In 2020, it took one engineer about a week to create a new Kubernetes cluster integrated into the Cruise environment. Today we abstract all configurations and creating a new cluster is a matter of one API call, occupying essentially no engineering hours. Here is how we did it.

Before, every platform engineer knew each individual Kubernetes cluster by name and whether the workloads running on it were business critical or not. There was an entire set of always running test clusters to rollout new features. Creating a new cluster meant for an engineer to follow a wiki guide that walks you through the exact sequence of steps that has to be performed to create a cluster. That involved a bunch of pull requests to many different repositories. These pull requests had to be executed in a certain order and success of a previous step unblocked another step (like creating a new Terraform Enterprise workspace before applying Terraform resources). The following is already a simplified flow chart of what an engineer had to perform.

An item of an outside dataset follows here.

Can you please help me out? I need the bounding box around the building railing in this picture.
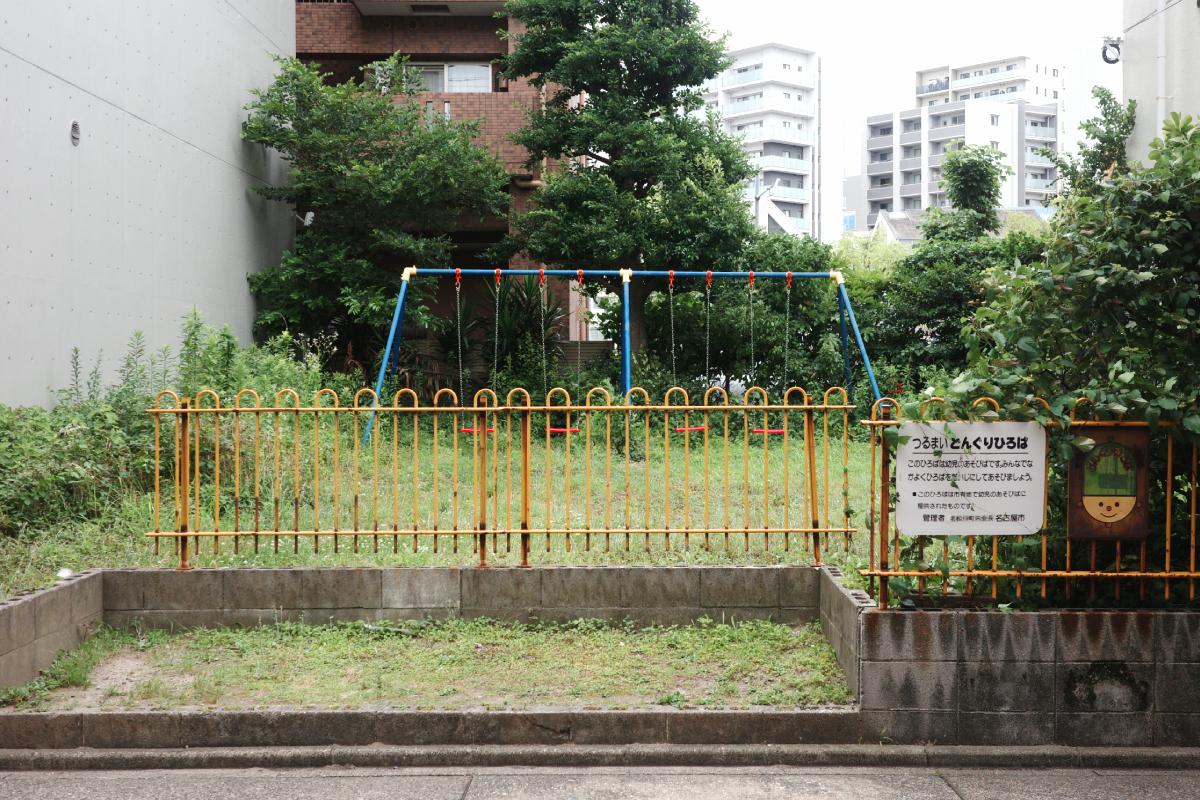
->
[754,156,812,173]
[146,387,854,569]
[862,398,1200,608]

While Cruise is using managed Kubernetes clusters on the cloud which technically can already be created with only one API call, there is a bunch of customization that Cruise does to every new cluster. That includes but is not limited to:

  • Claiming free CIDR ranges for masters, nodes, pods and services and register them on netbox
  • Integration into the internal VPC
  • Firewall configuration
  • Authorized network configuration
  • Creation of cluster node service account and IAM bindings
  • Customizing the default node pool
  • Creation of a dedicated ingress node pool
  • Configuring private container registry access for nodes
  • Creating load balancer IP address resources
  • Creating DNS record entries
  • Creating backup storage bucket
  • Vault integration (using the Vault Kubernetes Auth Method + configuring custom Vault roles)
  • Configure API monitoring
  • Install cluster addons (istio, coredns, external dns, datadog agent, fluentd, runscope agent, velero backup and custom operators to only name a few)

Decommissioning clusters was a simpler but still pretty involved process. Extensive creation and decommissioning processes lead us to treat our clusters as pets.

You might ask “But Why is That Bad? - I Love Pets!”. While pets are pretty great, it’s not favorable to treat your clusters like pets, just as it is not favorable to treat virtual machines like pets. Here are a few reasons why:

  • It takes time (a lot) to create, manage and delete them
  • It is not scalable
  • We often conduct risky ‘open heart surgeries’ to save them
  • We can’t replace them without notice to users
  • We are incentivized to have fewer clusters which increases the blast radius of outages

However, here is what we would like to have:

  • Clusters don’t have to be known individually, they’re all just an entry in a database identified by unique identifiers
  • They’re exactly identical to one another
  • If one gets sick (dysfunctional) we just replace it
  • We scale them up and down as we require
  • We spin one up for a quick test and delete it right after

All these attributes would not apply to pets, but it does sound a lot like cattle. Bill Baker first coined this term for IT infrastructure in his presentation “Scaling SQL Server” in 2012 [1], [2], [3]. He implied that IT infrastructure should be managed by software and an individual component (like a server) is easily replaceable by another equivalent one created by the same software.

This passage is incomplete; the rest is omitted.